Junk food causing increased COVID-19 deaths

London-based cardiologist Dr. Aseem Malhotra is among those warning that poor diet can increase your risk of dying from COVID-19. He tweeted, “The government and public health England are ignorant and grossly negligent for not telling the public they need to change their diet now.”

He told BBC that ultra-processed foods make up more than half the calories consumed by the British, and if you suffer from obesity, Type 2 diabetes and high blood pressure — all of which are linked to poor diet — your risk of mortality from COVID-19 increases tenfold.

On the brighter side, he also states that eating nutritious foods for even one month could help you lose weight, put Type 2 diabetes into remission and improve your health considerably, so you’ll have a much better chance of survival should you contract COVID-19. Malhotra also told the food industry to “stop mass-marketing and selling ultra-processed food.”

Dr. Robert Lustig, Emeritus Professor of pediatrics in the division of endocrinology at the University of California, San Francisco, further stated:

“I’ve heard COVID-19 referred to a beast, because it doesn’t distinguish. In point of fact, it doesn’t distinguish who it infects. But it does distinguish who it kills. Other than the elderly, it’s those who are Black, obese, and/or have pre-existing conditions. What distinguished these three demographics?

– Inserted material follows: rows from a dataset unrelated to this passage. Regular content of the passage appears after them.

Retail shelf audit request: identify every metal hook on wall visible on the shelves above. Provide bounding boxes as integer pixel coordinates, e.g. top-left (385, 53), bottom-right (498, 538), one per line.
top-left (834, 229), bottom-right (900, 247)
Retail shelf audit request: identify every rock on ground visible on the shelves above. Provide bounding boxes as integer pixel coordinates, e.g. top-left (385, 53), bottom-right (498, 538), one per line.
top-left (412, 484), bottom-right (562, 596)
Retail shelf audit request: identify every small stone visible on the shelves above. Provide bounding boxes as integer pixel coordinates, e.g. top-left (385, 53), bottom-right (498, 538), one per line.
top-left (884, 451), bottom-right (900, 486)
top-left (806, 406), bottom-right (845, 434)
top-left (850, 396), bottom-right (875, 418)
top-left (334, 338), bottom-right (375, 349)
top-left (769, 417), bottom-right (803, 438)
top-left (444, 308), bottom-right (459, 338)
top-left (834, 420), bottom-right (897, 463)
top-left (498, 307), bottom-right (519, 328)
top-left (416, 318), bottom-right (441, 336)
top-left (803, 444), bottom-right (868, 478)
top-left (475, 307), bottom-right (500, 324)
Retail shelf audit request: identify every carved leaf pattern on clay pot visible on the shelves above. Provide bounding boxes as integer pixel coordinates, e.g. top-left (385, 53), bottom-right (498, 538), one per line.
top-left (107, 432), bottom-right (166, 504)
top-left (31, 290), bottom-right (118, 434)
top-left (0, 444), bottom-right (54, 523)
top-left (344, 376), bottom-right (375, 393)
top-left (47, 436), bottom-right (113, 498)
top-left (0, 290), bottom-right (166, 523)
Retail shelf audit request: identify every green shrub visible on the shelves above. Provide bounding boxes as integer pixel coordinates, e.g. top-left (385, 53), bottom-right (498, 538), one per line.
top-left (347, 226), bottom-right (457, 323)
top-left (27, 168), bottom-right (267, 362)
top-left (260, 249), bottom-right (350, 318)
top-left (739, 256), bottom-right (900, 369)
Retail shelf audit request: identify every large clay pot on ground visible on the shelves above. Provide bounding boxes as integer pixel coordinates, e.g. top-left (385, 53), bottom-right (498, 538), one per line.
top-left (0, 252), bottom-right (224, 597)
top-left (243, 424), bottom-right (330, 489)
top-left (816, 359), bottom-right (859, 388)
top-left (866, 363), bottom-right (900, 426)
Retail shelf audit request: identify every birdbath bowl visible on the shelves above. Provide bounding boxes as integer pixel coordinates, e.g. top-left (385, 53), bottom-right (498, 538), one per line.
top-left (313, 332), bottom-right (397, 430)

“Ultra-processed food. Because ultra-processed food sets you up for inflammation, which COVID-19 is happy to exploit. Just another way processed food kills. Time to rethink your menu.”

If you’re interested in eating better, I recommend adopting a cyclical ketogenic diet, which involves radically limiting carbs (replacing them with healthy fats and moderate amounts of protein) until you’re close to or at your ideal weight, ultimately allowing your body to burn fat — not carbohydrates — as its primary fuel.

This includes avoiding all ultra-processed foods and also limiting added sugars to a maximum of 25 grams per day (15 grams a day if you’re insulin resistant or diabetic). This will improve your health in multiple ways and in so doing you may significantly reduce your risk of becoming seriously ill from COVID-19.